Hope vs Hype: Managing Patient Expectations for CAR T-Cell Therapy
Imagine a young adult male in his late 20s picks up his cell phone and calls his mother. Overtly emotional and on the verge of releasing a full-out flow of tears, the young man says to the voice at the other end of the line, “Mom, there’s hope.”
It’s enough to make an onlooker get emotional themselves, and it comes at the end of what the viewer knows is a 60-second commercial from Penn Medicine, during which a narrator touts the FDA’s approval of CAR T-cell therapy as “one of the most important breakthroughs in the fight against cancer, and this is just the beginning.”
Not once does the narrator say the term CAR-T, or cell therapy, or make any mention of exactly what the FDA approved. Instead, the messaging includes alternating images of relief, hope and celebration. At the end, it refers viewers to a website where they can begin their education about CAR T-cell therapy.

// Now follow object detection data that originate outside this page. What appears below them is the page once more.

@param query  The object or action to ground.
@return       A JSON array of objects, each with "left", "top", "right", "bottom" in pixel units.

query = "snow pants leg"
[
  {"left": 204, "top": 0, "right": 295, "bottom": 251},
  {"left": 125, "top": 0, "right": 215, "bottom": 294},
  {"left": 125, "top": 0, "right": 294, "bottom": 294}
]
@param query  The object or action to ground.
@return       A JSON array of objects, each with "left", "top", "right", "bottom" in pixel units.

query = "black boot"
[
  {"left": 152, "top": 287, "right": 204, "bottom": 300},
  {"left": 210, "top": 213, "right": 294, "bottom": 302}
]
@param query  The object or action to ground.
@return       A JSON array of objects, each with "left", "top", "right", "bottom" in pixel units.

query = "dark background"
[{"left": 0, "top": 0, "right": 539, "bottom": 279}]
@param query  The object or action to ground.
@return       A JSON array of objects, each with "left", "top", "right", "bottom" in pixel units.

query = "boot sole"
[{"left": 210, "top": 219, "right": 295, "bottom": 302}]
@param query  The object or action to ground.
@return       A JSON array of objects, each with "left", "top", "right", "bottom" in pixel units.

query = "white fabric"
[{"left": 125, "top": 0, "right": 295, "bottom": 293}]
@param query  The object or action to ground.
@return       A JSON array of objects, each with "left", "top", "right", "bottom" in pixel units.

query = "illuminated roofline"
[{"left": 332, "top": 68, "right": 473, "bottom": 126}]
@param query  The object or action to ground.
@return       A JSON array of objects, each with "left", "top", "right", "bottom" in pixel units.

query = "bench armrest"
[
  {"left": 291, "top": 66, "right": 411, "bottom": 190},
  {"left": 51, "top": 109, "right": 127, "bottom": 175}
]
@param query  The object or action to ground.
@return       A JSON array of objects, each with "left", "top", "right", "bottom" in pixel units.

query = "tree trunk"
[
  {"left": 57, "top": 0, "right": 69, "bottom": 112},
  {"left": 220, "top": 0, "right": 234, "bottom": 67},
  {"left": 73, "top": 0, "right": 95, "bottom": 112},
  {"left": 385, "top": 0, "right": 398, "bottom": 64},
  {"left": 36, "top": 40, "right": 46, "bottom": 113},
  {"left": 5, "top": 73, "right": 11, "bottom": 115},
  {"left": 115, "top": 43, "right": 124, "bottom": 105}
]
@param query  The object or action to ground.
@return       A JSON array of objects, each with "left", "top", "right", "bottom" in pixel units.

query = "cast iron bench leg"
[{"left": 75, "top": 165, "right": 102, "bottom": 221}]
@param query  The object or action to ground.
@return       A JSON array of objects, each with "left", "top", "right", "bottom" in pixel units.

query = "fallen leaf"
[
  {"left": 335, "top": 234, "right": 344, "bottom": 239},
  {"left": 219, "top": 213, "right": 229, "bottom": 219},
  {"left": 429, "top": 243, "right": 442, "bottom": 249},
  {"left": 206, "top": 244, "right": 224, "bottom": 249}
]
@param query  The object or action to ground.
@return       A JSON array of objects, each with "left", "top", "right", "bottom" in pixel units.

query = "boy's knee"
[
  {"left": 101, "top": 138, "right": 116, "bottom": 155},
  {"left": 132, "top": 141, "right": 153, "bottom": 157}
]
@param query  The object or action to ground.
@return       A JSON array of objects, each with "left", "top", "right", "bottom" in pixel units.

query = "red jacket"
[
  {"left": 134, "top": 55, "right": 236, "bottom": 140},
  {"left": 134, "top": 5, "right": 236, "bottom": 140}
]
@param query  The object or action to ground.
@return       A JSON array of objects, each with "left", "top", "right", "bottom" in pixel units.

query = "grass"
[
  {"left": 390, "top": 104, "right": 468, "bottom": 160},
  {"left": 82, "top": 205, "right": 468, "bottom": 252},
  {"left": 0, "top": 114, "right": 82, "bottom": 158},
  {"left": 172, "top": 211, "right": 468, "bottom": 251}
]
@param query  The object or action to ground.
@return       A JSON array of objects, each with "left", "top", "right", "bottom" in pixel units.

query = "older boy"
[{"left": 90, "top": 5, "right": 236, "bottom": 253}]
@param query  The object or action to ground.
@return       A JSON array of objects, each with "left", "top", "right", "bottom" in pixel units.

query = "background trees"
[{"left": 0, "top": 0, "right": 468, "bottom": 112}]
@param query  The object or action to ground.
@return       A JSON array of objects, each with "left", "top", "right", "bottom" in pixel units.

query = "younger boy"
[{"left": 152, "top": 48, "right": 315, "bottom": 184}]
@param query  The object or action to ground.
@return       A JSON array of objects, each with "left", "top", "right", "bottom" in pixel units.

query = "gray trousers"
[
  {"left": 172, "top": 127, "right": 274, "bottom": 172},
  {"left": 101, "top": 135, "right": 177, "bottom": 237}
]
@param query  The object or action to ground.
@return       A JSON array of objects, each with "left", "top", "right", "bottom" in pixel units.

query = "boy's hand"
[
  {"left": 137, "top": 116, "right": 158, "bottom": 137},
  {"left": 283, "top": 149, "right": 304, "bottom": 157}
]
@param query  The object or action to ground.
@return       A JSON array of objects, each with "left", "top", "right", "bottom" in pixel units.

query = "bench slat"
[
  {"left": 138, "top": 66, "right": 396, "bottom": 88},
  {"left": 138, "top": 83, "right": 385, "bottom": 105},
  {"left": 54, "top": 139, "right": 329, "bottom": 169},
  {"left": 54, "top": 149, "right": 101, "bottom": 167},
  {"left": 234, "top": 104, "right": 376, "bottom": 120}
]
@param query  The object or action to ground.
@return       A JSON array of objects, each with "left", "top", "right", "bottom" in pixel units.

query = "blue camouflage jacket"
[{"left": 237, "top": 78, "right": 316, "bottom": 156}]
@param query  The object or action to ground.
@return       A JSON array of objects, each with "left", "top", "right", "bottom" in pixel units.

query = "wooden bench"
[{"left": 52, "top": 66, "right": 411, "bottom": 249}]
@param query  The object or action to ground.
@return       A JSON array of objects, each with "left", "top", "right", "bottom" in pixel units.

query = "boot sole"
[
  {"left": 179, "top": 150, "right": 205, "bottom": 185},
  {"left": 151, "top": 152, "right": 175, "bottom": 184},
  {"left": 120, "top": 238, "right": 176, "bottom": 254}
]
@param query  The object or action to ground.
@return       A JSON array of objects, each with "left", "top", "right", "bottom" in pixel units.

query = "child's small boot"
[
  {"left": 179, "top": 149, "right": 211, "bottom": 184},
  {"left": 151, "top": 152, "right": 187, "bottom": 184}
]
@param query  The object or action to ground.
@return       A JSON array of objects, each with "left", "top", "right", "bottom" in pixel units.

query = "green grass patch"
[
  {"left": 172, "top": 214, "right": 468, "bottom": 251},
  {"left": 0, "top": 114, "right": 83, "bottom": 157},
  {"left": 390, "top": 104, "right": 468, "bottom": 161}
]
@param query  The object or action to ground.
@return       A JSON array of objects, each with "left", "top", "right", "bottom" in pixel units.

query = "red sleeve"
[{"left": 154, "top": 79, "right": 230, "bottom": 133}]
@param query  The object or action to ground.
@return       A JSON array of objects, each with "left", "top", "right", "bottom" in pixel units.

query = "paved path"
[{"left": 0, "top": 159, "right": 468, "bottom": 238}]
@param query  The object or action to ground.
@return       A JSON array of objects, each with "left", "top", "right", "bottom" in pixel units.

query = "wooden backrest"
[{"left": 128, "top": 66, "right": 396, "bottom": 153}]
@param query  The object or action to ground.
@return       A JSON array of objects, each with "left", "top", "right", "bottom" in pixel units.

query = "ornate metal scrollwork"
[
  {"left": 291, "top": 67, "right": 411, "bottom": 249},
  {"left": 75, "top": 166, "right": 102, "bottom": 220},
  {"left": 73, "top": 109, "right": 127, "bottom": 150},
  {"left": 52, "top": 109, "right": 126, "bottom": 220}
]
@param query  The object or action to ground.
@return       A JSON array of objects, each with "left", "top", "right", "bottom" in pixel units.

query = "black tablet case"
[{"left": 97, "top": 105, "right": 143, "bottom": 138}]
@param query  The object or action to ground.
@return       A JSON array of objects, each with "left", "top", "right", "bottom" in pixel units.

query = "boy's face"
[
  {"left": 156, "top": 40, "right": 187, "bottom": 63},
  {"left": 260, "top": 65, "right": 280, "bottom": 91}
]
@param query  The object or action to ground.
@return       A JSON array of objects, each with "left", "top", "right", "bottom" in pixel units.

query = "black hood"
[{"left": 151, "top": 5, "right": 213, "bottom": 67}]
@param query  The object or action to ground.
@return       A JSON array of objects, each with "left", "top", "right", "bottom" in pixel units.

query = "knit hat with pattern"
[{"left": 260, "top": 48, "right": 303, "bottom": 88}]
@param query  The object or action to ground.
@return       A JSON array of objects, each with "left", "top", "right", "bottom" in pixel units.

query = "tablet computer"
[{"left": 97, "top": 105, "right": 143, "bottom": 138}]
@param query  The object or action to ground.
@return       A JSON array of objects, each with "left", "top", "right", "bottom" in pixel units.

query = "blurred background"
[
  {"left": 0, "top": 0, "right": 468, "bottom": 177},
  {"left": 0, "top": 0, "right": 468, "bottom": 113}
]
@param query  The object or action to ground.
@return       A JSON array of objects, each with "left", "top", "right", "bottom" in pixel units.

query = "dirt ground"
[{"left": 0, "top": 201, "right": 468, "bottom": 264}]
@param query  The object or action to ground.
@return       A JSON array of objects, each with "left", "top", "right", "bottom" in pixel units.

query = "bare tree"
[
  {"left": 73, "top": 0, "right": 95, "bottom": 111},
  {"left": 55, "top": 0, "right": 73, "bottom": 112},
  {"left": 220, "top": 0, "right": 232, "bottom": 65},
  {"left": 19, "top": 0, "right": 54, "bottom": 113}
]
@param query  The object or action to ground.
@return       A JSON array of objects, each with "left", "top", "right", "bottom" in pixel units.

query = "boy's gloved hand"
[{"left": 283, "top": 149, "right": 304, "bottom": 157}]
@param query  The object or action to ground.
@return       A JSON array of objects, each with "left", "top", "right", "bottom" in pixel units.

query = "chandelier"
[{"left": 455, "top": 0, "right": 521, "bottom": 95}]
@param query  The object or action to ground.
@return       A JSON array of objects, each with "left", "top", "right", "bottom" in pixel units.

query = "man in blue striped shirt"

And why would you not read about this “most important breakthrough” in fighting a disease that touches nearly all of our lives, whether it be personally or professionally? Perhaps unlike any other development in cancer treatment, the fanfare and media attention around CAR T-cell therapy has patients asking about details for a new treatment by name, because they’ve seen it on the news, or they saw it on television, or they heard it on the radio.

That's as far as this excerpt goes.